Dispute resolution

New changes in the Spanish civil procedure are effective from 20 March

Published on 22nd Mar 2024

A series of far-reaching changes in the procedural system will have a significant impact on the daily work of professionals as well as on companies

Old Bailey court

The civil procedural reform introduced by the Royal Decree-Law 6/2023 came into force on 20 March and all proceedings commenced after this date will be affected by the new developments.

Some of them, such as the first summons received by electronic means, will have a major impact on companies. However, the legal reform has a much wider scope. These are some of the most significant changes:

Oral and ordinary proceedings

Firstly, the limit on the amount that can be claimed through these proceedings has been raised from €6,000 to €15,000. Ordinary proceedings based on the amount owed are now reserved for proceedings where the value of the claim is over €15,000.

Secondly, a series of matters have been added which, regardless of the amount involved, must be settled using oral proceedings. These are: individual actions relating to general contracting conditions, claims for payment filed by owners associations and actions for the division of common property.

Procedural acts

If possible, procedural acts must be carried out through electronic means (for example, trials, hearings, appearances or statements), provided that the judicial offices have the necessary technical means. 
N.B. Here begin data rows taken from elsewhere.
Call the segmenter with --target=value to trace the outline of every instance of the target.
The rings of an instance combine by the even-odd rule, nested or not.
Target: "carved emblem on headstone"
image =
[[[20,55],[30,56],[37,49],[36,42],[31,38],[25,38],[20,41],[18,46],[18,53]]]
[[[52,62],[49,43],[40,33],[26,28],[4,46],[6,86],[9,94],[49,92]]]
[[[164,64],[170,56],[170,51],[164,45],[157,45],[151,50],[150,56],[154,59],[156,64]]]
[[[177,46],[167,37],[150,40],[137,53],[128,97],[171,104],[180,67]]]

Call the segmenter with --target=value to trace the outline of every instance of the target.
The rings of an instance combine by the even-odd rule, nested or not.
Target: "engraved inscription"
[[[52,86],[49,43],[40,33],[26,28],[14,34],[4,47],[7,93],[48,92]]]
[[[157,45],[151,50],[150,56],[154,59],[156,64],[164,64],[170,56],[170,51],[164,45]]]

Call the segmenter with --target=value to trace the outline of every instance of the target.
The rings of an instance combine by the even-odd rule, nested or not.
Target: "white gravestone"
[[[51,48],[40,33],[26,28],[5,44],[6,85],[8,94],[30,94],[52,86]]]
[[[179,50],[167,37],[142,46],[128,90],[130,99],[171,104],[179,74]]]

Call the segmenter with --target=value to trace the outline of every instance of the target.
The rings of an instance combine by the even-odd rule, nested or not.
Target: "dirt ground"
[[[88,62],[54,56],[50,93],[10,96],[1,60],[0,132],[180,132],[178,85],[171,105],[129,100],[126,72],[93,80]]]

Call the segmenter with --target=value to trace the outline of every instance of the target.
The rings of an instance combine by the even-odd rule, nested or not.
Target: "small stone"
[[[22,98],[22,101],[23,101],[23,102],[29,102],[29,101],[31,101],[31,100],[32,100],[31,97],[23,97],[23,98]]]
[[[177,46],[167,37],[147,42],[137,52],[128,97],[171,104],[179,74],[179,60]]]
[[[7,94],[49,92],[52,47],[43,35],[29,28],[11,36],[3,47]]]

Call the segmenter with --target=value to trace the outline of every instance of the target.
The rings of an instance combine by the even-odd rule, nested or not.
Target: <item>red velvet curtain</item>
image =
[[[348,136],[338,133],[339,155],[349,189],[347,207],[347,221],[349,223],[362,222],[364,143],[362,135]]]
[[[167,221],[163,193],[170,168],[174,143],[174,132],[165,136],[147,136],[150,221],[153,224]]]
The law provides an exception for statements or examinations of parties, witnesses and experts, who must, as a general rule, be present in person. However, now these people will be able to request permission to make their statements via electronic means when they reside in a municipality other than that of the court's headquarters – although they will have to testify from what the law calls a "safe place". 

Expert reports

The time limit for submitting expert reports in oral proceedings have been shortened.

If it is not possible to submit the expert report with the statement of claim or the statement of defence, it must be provided within 30 days from the filing of the pleading (and not five days before the hearing, as was the case before the reform). 
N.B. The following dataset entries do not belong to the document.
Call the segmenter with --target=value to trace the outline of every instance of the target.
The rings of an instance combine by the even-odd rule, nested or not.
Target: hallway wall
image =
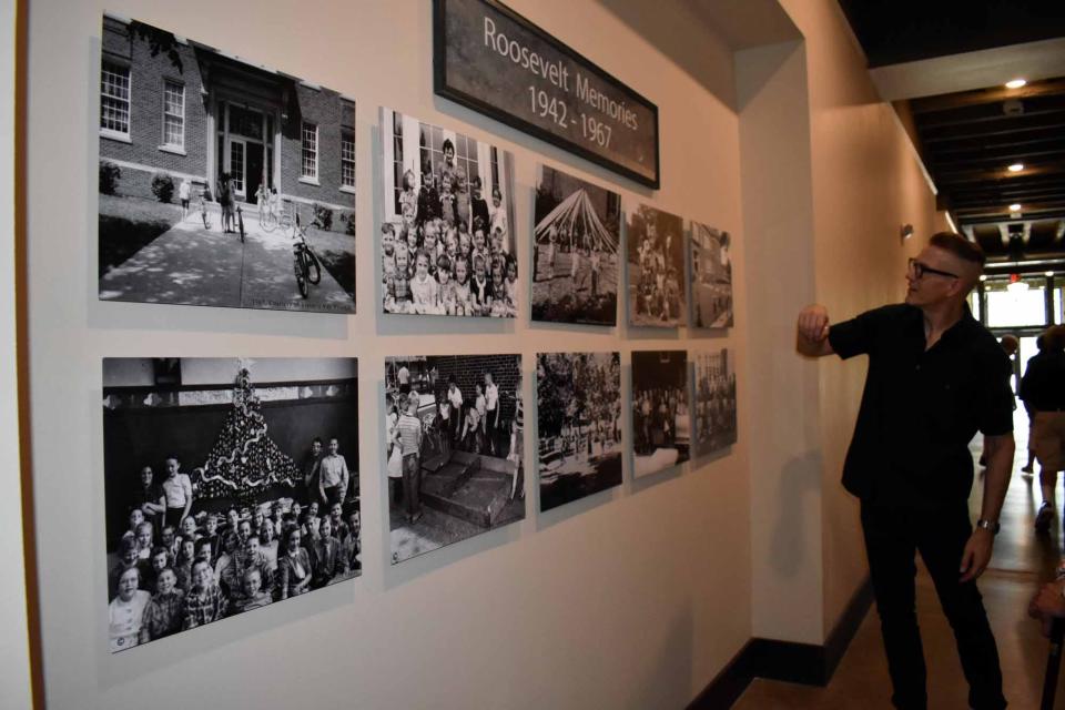
[[[906,258],[947,229],[910,140],[880,100],[833,0],[781,0],[805,38],[812,155],[813,301],[842,321],[905,294]],[[900,227],[912,224],[905,243]],[[798,314],[802,304],[794,304]],[[868,575],[856,500],[840,485],[865,358],[818,364],[824,633]]]
[[[651,194],[432,91],[430,3],[34,0],[29,67],[29,304],[37,546],[51,708],[683,707],[751,636],[750,491],[740,141],[731,48],[688,3],[655,9],[670,51],[716,64],[714,89],[619,16],[642,0],[514,0],[514,9],[658,103],[662,190]],[[529,248],[538,161],[620,187],[626,205],[730,231],[737,326],[692,337],[443,318],[385,318],[358,280],[358,314],[267,313],[97,300],[101,12],[133,17],[343,91],[356,108],[357,258],[373,273],[377,109],[387,105],[515,152],[517,229]],[[626,209],[629,209],[628,206]],[[530,271],[523,251],[523,278]],[[621,312],[623,321],[623,311]],[[741,427],[728,456],[388,564],[381,415],[386,355],[520,352],[531,402],[538,351],[733,348]],[[359,357],[363,577],[115,656],[106,651],[104,356]],[[531,407],[530,407],[531,412]],[[531,414],[526,452],[535,452]],[[623,415],[628,425],[628,410]],[[61,445],[58,445],[61,443]],[[528,457],[529,463],[532,458]]]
Appeals must be filed with, and processed by, the court that is going to rule on the case. It will no longer have to be lodged with the court that has issued the decision that is to be appealed against.

Likewise, the extraordinary appeal for breach of procedure is eliminated and the cassation appeal is now the only remedy available to appeal decisions made by the Provincial Courts.

Preferential proceedings

A new type of proceedings has been introduced. Preferential proceedings (procedimiento testigo) are provided for individual actions relating to general contracting conditions, as long as certain requirements are met.
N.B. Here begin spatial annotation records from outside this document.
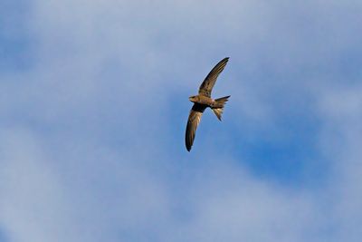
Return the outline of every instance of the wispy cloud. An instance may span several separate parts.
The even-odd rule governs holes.
[[[37,0],[0,18],[0,240],[358,241],[361,8]],[[186,97],[229,55],[224,121],[205,113],[187,153]]]

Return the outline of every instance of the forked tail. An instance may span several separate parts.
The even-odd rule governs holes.
[[[214,100],[212,109],[214,112],[216,114],[216,117],[219,119],[219,121],[221,121],[221,116],[223,115],[224,106],[229,98],[230,96],[226,96]]]

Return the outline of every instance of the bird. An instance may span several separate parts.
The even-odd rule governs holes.
[[[191,150],[197,126],[200,123],[201,117],[203,116],[204,111],[206,108],[211,108],[216,115],[217,119],[221,121],[221,117],[224,111],[224,105],[230,98],[230,95],[214,100],[211,97],[211,92],[213,91],[213,87],[216,82],[217,77],[223,72],[228,61],[229,57],[225,57],[221,60],[213,68],[213,70],[211,70],[206,78],[201,83],[198,90],[198,95],[191,96],[188,98],[191,102],[194,102],[194,105],[191,108],[190,113],[188,115],[185,135],[185,143],[187,151]]]

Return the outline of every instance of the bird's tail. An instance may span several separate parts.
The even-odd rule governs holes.
[[[221,116],[223,115],[224,111],[224,105],[226,103],[230,96],[222,97],[214,100],[213,104],[213,111],[216,114],[216,117],[221,121]]]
When there are several proceedings relating to general contracting conditions which are substantially identical, one of them can be selected to be treated as preferential and will be resolved urgently. The other proceedings may be suspended pending resolution on the preferential proceeding.

When a final decision is issued, the litigants in the other suspended proceedings may withdraw the claim, continue with the suspended proceedings or request the extension of the resolution delivered in the preferential proceedings.

Unfair terms

In claims for attorneys' and court representatives' fees, the judge can now examine the contract signed between the lawyer and the client and determine whether it contains unfair terms.

In addition, in the order for payment procedure, if the judge determines that unfair terms have been used, he or she may propose an injunction for payment where the unfair terms are not taken into account.

Grace periods

Grace periods are applicable to both substantive and procedural deadlines. Limitation and prescription periods have been extended until 15:00 on the working day following the expiry of  the deadline.


* This article is current as of the date of its publication and does not necessarily reflect the present state of the law or relevant regulation.